Yes, they do check your ticket to access the First Class lounge, because you’re only allowed in it within a certain time of your train booking. That one is upstairs. Again, I would probably feel comfortable leaving my child in there for a short time if I needed eg to go and buy something from one of the shops.

Thankyou,iv never been there so I honestly dnt know Im just aware it very busy and my daughter was worried and upset.

OP posts:
Bombshelter · 04/10/2025 07:45

You are being controlling. The child is 9. Unless you have actual safeguarding concerns it’s none of your business what the mother does.

Her actions don’t seem inappropriate for the child’s age to me.

Luxio · 04/10/2025 07:45

I agree with Bombshelter. you don't need to know every detail when your daughter is with her mum. She was upset but that doesn't mean she was at risk or being neglected. It does sound like you're doing a heck of a lot of checking up on her which seems like very controlling behaviour.

parietal · 04/10/2025 07:46

First class lounge at King’s Cross is a pretty safe place for a 9 year old to wait for a few minutes. Stop fussing about this one incident.

HappyHedgehog247 · 04/10/2025 07:48

The mother does not have to answer your questions. Your daughter was in her care and the court were happy to approve this. If you have genuine safeguarding concerns you can raise them to social care or go back to court. You sound controlling to me.
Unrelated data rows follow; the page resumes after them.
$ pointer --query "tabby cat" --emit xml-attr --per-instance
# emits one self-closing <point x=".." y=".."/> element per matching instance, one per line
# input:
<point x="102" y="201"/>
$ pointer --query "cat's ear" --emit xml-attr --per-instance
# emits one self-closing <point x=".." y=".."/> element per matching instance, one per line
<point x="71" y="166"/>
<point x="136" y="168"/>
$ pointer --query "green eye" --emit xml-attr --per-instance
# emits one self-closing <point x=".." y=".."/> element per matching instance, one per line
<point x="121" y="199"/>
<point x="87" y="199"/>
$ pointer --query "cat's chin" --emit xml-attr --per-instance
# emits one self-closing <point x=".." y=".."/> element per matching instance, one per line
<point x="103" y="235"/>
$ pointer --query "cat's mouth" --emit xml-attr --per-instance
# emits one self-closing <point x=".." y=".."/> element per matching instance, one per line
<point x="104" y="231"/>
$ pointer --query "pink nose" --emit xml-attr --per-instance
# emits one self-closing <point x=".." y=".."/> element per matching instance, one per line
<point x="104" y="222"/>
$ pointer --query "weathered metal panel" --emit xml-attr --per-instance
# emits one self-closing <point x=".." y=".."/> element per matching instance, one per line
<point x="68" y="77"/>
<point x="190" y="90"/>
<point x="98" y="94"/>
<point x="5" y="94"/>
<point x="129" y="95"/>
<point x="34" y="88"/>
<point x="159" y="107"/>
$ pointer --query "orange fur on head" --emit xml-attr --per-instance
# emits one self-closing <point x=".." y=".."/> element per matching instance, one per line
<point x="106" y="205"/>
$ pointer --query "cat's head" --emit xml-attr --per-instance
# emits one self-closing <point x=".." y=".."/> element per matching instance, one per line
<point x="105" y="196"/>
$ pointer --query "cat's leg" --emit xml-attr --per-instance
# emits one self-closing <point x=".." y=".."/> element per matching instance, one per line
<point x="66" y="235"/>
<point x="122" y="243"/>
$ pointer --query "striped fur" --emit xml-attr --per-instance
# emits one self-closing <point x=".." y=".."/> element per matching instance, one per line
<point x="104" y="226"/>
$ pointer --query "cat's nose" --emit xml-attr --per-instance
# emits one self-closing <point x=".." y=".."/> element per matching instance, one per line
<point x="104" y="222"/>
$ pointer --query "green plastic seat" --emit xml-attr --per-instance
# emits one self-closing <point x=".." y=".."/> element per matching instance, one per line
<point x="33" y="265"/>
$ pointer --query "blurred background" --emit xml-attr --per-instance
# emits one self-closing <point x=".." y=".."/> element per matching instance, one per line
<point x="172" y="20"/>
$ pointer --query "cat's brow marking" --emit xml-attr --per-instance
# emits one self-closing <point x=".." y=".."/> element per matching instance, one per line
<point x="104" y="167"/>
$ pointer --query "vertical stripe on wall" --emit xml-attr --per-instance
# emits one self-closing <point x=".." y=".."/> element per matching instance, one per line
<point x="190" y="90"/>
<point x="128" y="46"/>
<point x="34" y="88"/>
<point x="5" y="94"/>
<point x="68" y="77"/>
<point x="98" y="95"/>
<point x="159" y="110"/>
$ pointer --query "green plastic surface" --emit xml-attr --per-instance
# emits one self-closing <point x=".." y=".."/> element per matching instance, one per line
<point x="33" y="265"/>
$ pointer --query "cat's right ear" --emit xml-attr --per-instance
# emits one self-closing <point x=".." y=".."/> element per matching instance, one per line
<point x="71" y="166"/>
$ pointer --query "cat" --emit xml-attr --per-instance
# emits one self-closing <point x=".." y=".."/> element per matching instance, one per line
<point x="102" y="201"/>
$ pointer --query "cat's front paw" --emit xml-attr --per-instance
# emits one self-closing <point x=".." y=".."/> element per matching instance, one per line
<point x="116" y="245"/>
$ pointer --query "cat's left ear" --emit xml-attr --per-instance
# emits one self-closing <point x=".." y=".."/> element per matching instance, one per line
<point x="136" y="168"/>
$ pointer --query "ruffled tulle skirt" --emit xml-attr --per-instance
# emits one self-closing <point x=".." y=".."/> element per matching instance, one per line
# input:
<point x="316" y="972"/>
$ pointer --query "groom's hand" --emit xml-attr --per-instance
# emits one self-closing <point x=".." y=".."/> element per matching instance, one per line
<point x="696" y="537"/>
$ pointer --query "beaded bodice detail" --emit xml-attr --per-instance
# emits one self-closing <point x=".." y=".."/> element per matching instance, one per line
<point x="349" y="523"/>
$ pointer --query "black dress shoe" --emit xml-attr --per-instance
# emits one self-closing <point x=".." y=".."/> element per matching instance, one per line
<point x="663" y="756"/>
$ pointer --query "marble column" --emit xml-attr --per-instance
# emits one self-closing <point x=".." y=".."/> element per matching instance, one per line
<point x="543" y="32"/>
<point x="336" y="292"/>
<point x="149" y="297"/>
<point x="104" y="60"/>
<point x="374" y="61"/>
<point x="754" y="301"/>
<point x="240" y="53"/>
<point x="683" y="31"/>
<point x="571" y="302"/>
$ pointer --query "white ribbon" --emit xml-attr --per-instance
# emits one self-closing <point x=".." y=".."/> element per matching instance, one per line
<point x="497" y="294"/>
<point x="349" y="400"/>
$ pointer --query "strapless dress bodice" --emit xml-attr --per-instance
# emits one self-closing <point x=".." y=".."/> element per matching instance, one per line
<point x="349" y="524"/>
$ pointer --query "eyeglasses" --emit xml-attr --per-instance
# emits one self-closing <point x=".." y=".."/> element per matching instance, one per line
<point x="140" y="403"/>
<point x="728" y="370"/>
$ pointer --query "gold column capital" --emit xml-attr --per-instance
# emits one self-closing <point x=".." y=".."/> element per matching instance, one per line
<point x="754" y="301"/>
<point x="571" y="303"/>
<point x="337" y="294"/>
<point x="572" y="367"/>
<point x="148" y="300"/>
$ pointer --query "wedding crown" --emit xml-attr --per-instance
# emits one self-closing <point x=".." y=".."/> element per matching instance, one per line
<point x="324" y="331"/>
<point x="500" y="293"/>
CherieBabySpliffUp · 04/10/2025 07:49

Is this a reverse? Your posts don't read very "male" and are quite immature with tone and misspelling etc

MumoftwoNC · 04/10/2025 07:49

If your daughter is old enough to have her own phone then surely she's old enough to sit safely on her own for a few minutes.

Kings Cross isn't rough - it's full of people. It's way safer than leaving her alone on a deserted rural platform.

What's going to happen? Surely she's old enough not to wander off with a stranger? And if someone tried to take her away forcibly there'd be hundreds of witnesses to stop that.